How to construct training set for anomaly detection? I am using a K-Nearest-Neighbor calculation as part of an outlier detection method, and I'm trying to decide how to construct the training dataset on which to base my KNN calculation for subsequent observations. I have too many observations to efficiently include them all in my training set, so I need to decide how to select the subset of observations to include in the training set. What is the best way to make this selection? A random sample? Or should I somehow try to select a subset of the total observations that I believe are more "normal" than others. Would that be a better approach if I am using the KNN calculation as an outlier detection method, or could it bias my results?
 A: *

*It doesn't make that much of a difference if you are using $k$-NN or other algorithm for anomaly detection, how you construct the training set would be the same. The usual anomaly detection setup is to put the "typical" data in the training set and mix of "typical" data and anomalies (labelled) in test set. Based on the training set, the algorithm learns the distribution of the "typical" data, so that it can mark the data that is unlikely under this distribution as anomalies.

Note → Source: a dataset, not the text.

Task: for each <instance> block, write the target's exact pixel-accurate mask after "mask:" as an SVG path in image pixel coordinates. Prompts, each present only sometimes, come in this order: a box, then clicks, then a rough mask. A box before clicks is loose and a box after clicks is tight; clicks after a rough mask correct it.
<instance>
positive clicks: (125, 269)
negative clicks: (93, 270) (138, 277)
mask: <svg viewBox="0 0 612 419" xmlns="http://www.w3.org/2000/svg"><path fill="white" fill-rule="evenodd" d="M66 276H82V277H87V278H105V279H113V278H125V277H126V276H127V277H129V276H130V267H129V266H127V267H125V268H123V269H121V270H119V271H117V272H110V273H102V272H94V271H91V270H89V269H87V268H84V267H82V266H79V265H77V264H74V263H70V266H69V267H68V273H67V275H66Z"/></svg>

*So if you have a reasonable way of finding "normal" samples, use it for splitting the data. If you don't, and you marked some of the data as "normal" and "anomalies" based on some poor heuristic, this could influence your results and make the algorithm learn rather your heuristic than the actual anomalies.

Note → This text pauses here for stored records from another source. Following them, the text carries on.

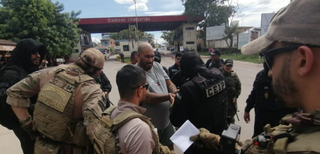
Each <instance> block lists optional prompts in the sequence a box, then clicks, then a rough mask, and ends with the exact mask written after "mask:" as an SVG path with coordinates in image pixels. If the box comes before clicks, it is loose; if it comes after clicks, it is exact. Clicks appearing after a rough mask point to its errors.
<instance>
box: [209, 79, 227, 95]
mask: <svg viewBox="0 0 320 154" xmlns="http://www.w3.org/2000/svg"><path fill="white" fill-rule="evenodd" d="M224 89H226V84H225V82H224V81H221V82H219V83H217V84H215V85H213V86H212V87H209V88H207V89H206V94H207V98H209V97H211V96H214V95H216V94H218V93H219V92H221V91H222V90H224Z"/></svg>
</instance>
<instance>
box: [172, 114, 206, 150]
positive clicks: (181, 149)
mask: <svg viewBox="0 0 320 154" xmlns="http://www.w3.org/2000/svg"><path fill="white" fill-rule="evenodd" d="M199 133H200V131H199V129H198V128H196V127H195V126H194V125H193V124H192V123H191V122H190V121H189V120H187V121H186V122H184V123H183V125H182V126H181V127H180V128H179V129H178V130H177V131H176V132H175V133H174V134H173V135H172V136H171V137H170V140H171V141H172V142H173V143H174V144H175V145H176V146H177V147H178V148H179V149H180V150H181V151H182V152H185V151H186V150H187V149H188V148H189V147H190V145H191V144H192V143H193V141H190V139H189V138H190V136H192V135H197V134H199Z"/></svg>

*How you subsample the data would depend on how the data was gathered. For example, if your sample would already be biased, subsampling it randomly wouldn't do anything about the bias. If you have a random, representative sample, you can just subsample randomly. If your data is stratified, you need to consider the stratification when subsampling.

*The size of the data can indeed be a problem when using $k$-NN, did you consider using other anomaly detection algorithms that scale better?